Even if you are the greatest resource manager of all time, you can only do very little to service over 200 million people with $35 billion, there is no miracle there. The country needs growth more than anything else.
This economy has never grown above $500 billion, but many somewhat believe it’s enough to do wonders, because they do not understand numbers and size; anything short of atleast $2 trillion with budget in the neighborhood of $300 billion, everyone should just forget about greatness and get to work.
There should not even be national holidays or anyone taking leave off work, because the productivity is very low, such that you will be wondering if people are working at all.

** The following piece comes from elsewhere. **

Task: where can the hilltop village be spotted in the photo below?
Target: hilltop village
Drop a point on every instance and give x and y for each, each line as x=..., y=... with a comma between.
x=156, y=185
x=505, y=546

Call any artisan or technician to come fix something for you, and he could waste the whole day, why? Because to him, once he serves two customers per day and makes some money, anything else is disturbance. There is too much laziness in this economy, both at formal and informal level, and no economy becomes great without high work ethic.
I’ll give you a small hint Dr. Oguaju: 1) Why don’t you try and identify all the precious raw materials that lie under your grounds in Nigeria, and try to evaluate how much the right prospection and treatment will represent per year for Nigeria. I did it for some items, some twenty years ago, in Nigeria, and even exported some containers for vey satisfactory prices to Europe and to the USA.

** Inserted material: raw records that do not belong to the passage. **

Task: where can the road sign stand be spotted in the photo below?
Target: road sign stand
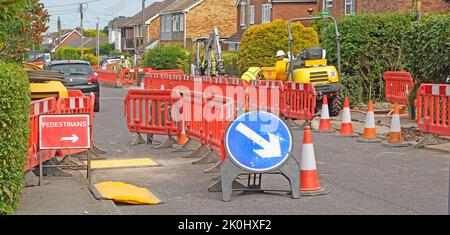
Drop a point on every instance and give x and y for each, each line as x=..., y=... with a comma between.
x=257, y=143
x=230, y=171
x=48, y=140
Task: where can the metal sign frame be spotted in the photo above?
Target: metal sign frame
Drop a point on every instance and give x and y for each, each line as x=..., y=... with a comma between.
x=89, y=127
x=233, y=158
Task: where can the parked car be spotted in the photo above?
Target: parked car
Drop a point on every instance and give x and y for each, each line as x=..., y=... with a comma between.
x=79, y=76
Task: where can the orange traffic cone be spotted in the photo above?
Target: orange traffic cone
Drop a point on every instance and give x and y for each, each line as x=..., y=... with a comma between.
x=396, y=138
x=370, y=132
x=309, y=180
x=347, y=126
x=325, y=122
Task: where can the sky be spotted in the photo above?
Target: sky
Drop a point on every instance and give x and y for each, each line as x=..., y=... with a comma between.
x=106, y=10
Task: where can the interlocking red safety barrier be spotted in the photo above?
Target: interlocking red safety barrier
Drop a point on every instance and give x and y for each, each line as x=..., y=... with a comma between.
x=298, y=101
x=37, y=108
x=207, y=105
x=433, y=113
x=265, y=95
x=150, y=112
x=398, y=86
x=77, y=103
x=130, y=76
x=107, y=77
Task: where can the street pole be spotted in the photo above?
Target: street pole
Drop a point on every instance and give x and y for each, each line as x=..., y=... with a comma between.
x=81, y=26
x=143, y=24
x=98, y=44
x=59, y=30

Why, then do these precious products lie unmined and untreated in the ground in your country, or worse are illegally exported, and their proceeds stashed abroad instead of returning to the mother country???? By the way I do not say this on my own! One of the highest economic experts in the UK say the same thing, and calls it prudently “unrecorded trade”!!!!
Do we even need further explanation and analysis? Every normal person with decent knowledge of numbers knows that Nigeria is grossly underperforming, so it’s not something we need to waste time questioning if it’s true or not.

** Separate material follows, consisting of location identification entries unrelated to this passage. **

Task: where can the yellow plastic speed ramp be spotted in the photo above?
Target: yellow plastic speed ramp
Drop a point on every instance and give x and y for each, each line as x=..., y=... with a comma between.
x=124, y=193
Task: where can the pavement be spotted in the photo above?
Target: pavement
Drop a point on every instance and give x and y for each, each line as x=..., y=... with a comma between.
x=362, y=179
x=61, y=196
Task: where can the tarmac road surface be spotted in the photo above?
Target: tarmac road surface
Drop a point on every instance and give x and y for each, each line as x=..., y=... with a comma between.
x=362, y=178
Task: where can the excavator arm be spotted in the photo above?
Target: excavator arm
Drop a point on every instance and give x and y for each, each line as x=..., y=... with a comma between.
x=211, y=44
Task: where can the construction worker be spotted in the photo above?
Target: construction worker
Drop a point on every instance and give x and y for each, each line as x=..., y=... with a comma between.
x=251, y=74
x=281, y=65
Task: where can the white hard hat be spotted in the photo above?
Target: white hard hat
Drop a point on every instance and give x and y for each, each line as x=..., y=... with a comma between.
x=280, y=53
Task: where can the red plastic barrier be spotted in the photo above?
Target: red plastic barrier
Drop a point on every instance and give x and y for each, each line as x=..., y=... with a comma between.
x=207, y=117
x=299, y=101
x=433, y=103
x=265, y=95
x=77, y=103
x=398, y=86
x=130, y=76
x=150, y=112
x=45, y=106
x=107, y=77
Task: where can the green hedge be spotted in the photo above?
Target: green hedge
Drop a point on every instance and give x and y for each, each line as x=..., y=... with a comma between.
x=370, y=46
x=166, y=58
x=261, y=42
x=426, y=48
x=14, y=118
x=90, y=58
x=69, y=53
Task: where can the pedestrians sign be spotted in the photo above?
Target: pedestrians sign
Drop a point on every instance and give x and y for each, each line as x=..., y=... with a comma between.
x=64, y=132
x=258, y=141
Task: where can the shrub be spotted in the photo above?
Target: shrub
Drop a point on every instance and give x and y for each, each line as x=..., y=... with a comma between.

We have been spending more on security but it adds little or nothing to our economic prospect, due to the tactless and skewed nature of our procurement policy; what ordinarily should have created another viable economic sector is now looking like wasted expenditures, draining the purse with no feedback mechanism. Nigeria is not profiting from the security crisis, which creates a double whammy of some sort.
The only thing that should be dominating discussions now is GROWTH, the economy hasn’t grown in a very long time, while problems have been expanding, these things naturally create poverty, without needing extra motivation or misdemeanour from the managers.
But it’s very difficult telling people who have reached their full capacity to do more, and that is exactly where we are. THE PEOPLE WE ARE LOOKING UP TO AND SHOUTING AT DO NOT HAVE MORE TO GIVE. You cannot ask a short man to perform tasks meant for tall people.
To move away from mediocrity, you have to change things, starting from the managers.